Sensor filtering. A low-pass filter on a noisy signal is a projection onto the low-frequency subspace: keep the slow-moving signal, drop the high-frequency noise. Signal processing just names the subspace in frequency terms.
Telemetry reduction. A board streaming 200 channels rarely needs all 200 to flag a fault. Project onto the dozen channels (or the dozen linear combinations of channels) that carry the fault signature and you cut bandwidth and storage without losing the alarm.
Anomaly detection. Project normal operation onto its natural subspace; anything with a large component outside that subspace is, by definition, not normal. The size of the discarded part becomes the anomaly score.
Recommendation. A recommender projects users and items into a shared low-dimensional space (matrix factorisation is literally this), so "will this user like this item" becomes a dot product (L12) in a few dozen dimensions instead of a lookup over millions.
The instinct is the same across all of them: find the subspace where the task lives, project onto it, ignore the rest.
Every projection sets a dial. Keep more dimensions and you preserve more information, at higher cost and higher risk of keeping noise and memorising. Keep fewer and you compress harder, cheaper and more general, at the risk of throwing away something the task needed.
Capacity (L13) is the ceiling on what a representation can hold. Compression is the act of deliberately staying below that ceiling. The two pull in opposite directions, and choosing where to sit between them is a real design decision, not a default. Hold too much: expensive, noisy, prone to overfitting. Compress too hard: cheap and clean but missing the signal. The right point depends on the task and the budget, and a lot of model design is the search for it.

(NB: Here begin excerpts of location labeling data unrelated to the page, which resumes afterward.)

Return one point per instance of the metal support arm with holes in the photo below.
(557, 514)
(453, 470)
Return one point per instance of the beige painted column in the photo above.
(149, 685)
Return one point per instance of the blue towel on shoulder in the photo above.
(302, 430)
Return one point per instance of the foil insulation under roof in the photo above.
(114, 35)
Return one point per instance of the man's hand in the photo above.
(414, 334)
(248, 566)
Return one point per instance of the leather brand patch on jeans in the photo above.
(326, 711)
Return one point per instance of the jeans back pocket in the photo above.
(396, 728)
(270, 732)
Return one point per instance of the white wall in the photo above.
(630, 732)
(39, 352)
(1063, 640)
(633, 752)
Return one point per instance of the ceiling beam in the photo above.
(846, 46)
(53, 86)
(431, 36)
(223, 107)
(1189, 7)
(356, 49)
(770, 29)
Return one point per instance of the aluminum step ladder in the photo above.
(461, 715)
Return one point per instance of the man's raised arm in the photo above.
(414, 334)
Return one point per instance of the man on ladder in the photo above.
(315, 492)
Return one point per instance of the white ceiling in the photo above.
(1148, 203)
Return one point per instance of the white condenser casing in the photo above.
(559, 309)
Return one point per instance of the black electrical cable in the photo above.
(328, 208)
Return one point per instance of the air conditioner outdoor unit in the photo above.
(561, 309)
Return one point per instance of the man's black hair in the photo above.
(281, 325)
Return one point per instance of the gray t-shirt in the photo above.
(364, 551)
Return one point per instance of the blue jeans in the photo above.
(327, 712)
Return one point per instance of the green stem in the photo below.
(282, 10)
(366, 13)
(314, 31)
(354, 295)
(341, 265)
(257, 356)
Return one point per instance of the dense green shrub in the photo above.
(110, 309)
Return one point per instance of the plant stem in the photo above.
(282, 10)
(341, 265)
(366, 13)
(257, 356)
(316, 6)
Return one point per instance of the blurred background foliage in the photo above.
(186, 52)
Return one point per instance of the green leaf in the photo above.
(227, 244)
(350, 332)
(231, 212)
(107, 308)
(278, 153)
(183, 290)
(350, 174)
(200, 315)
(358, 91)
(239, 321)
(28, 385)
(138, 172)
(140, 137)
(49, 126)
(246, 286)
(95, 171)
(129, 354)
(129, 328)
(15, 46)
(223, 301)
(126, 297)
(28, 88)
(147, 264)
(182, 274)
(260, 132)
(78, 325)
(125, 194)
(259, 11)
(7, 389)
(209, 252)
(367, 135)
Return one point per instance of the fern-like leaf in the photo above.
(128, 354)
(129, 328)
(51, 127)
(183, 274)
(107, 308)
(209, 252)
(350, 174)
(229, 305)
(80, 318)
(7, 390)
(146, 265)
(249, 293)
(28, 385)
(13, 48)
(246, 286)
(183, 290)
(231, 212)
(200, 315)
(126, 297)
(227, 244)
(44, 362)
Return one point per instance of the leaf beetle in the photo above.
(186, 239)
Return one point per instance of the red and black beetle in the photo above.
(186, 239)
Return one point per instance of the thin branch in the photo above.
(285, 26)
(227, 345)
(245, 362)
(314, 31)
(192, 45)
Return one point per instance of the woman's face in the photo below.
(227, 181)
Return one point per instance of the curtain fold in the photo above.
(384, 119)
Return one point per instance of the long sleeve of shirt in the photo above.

No projection is free. Naming what you gave up (which directions, which information) is the engineering discipline this lesson is built to install.
Projecting down is the lever that lets the same idea run from a microcontroller to a data centre. What changes across the spectrum is how aggressively you compress.
Same idea, different aggressiveness. Whether you're squeezing a classifier into 64 KB or training a 400B model, you're choosing a subspace and discarding the rest.
It doesn't tell you how to find the best subspace; that's what training, and explicit methods like PCA, are for. This lesson is about what a projection is and why it shows up everywhere.
It doesn't carry the non-linear case in full. Real models fold space with nonlinearities (L14) before projecting, so the kept subspace can be curved rather than flat. The intuition survives unchanged: keep some directions, drop the rest. The directions just aren't always straight lines.
What it does do is install a habit. When you see a representation get smaller, ask which information was kept, which was thrown away, and whether that choice fits the task. That question is the engineering instinct this lesson exists to build.
You now have arrows, geometry, dimensions, the machines that bend space, and the operation that decides what to keep. The wall has taught geometry that's deterministic so far: a vector is here, a matrix sends it there, a projection drops these directions. The next move steps into uncertainty. Models don't just compute fixed outputs; they hold beliefs and assign probabilities. L16 puts the dice rack on the wall and starts the probability run.